Title:
|
Portable, predictable and partitionable : a domain specific approach to heterogeneous computing
|
Computing is increasingly heterogeneous. Beyond Central Processing Units (CPUs), different architectures such as massively parallel Graphics Processing Units (GPUs) and reconfigurable Field Programmable Gate Arrays (FPGAs) are seeing widespread adoption. However, the failure of conventional programming approaches to support portable execution, predict the runtime characteristics and partition workloads optimally is hindering the realisation of heterogeneous computing. By narrowing the scope of expression in a natural manner, using a domain specific approach, these three challenges can be addressed. A domain specific heterogeneous computing methodology enables three features: Portability, Prediction and Partitioning. Portable, efficient execution is enabled by a domain specific approach because only a subset of domain functions need to be supported across the heterogeneous computing platforms. Predictive models of runtime characteristics are enabled as the structure of the domain functions may be analysed a priori. Finally optimal partitioning is possible because the metric models can be used to form an optimisation program that can be solved by either heuristic, machine learning or Mixed Integer Linear Programming (MILP) approaches.
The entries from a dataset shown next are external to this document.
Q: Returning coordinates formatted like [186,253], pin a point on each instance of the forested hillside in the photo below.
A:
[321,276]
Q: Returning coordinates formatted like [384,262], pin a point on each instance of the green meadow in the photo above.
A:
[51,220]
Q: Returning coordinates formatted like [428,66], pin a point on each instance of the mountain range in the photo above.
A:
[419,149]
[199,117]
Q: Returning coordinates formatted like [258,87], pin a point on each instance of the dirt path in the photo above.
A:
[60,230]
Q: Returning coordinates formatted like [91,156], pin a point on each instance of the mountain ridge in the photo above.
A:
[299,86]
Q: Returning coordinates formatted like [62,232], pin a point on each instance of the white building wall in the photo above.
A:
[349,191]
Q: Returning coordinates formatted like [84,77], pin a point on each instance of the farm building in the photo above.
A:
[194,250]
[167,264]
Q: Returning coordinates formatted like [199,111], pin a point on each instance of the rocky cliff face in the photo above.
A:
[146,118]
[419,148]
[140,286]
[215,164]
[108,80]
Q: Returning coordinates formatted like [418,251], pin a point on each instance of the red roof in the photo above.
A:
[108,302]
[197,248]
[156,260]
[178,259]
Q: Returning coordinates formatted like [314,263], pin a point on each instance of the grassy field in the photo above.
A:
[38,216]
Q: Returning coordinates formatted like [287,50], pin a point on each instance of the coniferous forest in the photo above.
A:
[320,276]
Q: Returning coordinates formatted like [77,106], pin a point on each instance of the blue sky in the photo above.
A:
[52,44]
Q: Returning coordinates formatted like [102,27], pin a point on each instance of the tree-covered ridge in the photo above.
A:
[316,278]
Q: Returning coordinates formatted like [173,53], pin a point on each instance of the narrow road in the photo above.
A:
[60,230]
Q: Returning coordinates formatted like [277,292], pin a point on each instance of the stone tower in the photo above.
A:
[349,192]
Using the example of the application domain of financial derivatives pricing, a domain specific application framework, the Forward Financial Framework (F^3), can execute a single pricing task upon a diverse range of CPU, GPU and FPGA platforms from many different vendors. Not only do these portable implementations exhibit strong parallel scaling, but are competitive with state-of-the-art, expert created implementations of the same option pricing problems. Furthermore, F^3 can model the crucial runtime metrics of latency and accuracy for these heterogeneous platforms using a small benchmarking procedure to within 10% of the run-time value of these metrics. Finally, the framework can optimally partition work across heterogeneous platforms, using a MILP framework, that is up to 270 times more efficient than what is achieved by using a heuristic approach.
|